CSyMR: Benchmarking Compositional Symbolic Muisc Reasoning With MIR Tool Integration
Boyang Wang, Yash Vishe, Xin Xu, Zachary Novack, Julian McAuley, Junda Wu
TL;DR
CSyMR-Bench addresses the gap in symbolic music reasoning benchmarks by providing 126 compositional, multi-step MC questions derived from community discussions and exams, annotated with category and analytical-dimension tags and represented in Humdrum kern notation. It introduces a ReAct-style, music21 tool-augmented agent that splits reasoning into symbolic analyses executed by domain tools and high-level inference by an LLM, achieving consistent accuracy gains over baselines, especially on harmonically complex tasks. The work demonstrates that integrating specialized symbolic analysis tools within an iterative reasoning framework substantially improves reliability over pure prompting, and it highlights both the promise and limitations of current approaches for real-world symbolic-music reasoning. This framework lays groundwork for broader tool-enabled AI in specialized domains, advancing evaluation and development of compositional symbolic reasoning systems in music.
Abstract
Large Language Models (LLMs) are leveraged in symbolic music reasoning, yet existing benchmarks emphasize isolated knowledge or atomic analyses rather than the integrative compositional reasoning needed to connect musical structures. To address this, we present the Compositional Symbolic Music Reasoning Benchmark (CSyMR-Bench), a curated multiple-choice dataset of 126 questions derived from expert forums and professional examinations.
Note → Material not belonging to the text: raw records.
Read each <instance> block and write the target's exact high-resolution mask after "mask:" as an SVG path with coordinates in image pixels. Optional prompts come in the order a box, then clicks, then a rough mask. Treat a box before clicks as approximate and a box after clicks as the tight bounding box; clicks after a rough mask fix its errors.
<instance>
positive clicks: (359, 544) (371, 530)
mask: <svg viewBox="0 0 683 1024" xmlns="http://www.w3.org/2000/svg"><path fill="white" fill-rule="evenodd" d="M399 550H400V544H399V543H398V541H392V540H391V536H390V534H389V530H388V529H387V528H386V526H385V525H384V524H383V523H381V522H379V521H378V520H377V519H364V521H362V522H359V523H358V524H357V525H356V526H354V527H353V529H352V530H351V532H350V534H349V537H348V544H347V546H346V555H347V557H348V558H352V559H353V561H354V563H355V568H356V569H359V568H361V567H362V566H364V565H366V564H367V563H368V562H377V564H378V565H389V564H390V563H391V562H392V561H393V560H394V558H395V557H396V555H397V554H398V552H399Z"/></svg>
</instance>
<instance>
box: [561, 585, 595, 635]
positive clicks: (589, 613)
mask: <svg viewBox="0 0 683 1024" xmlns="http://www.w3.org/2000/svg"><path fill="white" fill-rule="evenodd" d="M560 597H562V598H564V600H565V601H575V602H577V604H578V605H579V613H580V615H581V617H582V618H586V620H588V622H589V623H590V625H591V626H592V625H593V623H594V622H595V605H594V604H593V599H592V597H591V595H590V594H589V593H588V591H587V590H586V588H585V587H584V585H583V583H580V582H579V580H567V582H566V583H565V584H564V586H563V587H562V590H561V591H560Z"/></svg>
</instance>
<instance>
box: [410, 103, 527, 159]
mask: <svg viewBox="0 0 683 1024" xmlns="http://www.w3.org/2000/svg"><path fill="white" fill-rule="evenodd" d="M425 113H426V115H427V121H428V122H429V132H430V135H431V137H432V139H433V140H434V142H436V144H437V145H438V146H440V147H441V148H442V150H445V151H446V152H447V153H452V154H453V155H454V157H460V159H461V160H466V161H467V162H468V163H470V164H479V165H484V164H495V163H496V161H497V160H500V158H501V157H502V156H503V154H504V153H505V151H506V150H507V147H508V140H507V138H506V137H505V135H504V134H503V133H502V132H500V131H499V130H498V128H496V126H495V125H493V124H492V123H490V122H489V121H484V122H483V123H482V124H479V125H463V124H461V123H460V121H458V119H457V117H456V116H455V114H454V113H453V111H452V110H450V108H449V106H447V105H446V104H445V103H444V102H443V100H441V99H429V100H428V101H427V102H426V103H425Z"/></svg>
Each item involves combining several atomic analyses to arrive at the final answer. Furthermore, we introduce a tool-augmented agent framework that leverages symbolic music analysis tools from the music21 library to address the challenges posed by CSyMR-Bench. Experiments validate that CSyMR-Bench poses a non-trivial challenge across both community-sourced and exam-style questions, while our tool-augmented agent consistently outperforms all baselines, achieving 5-7% absolute accuracy gains.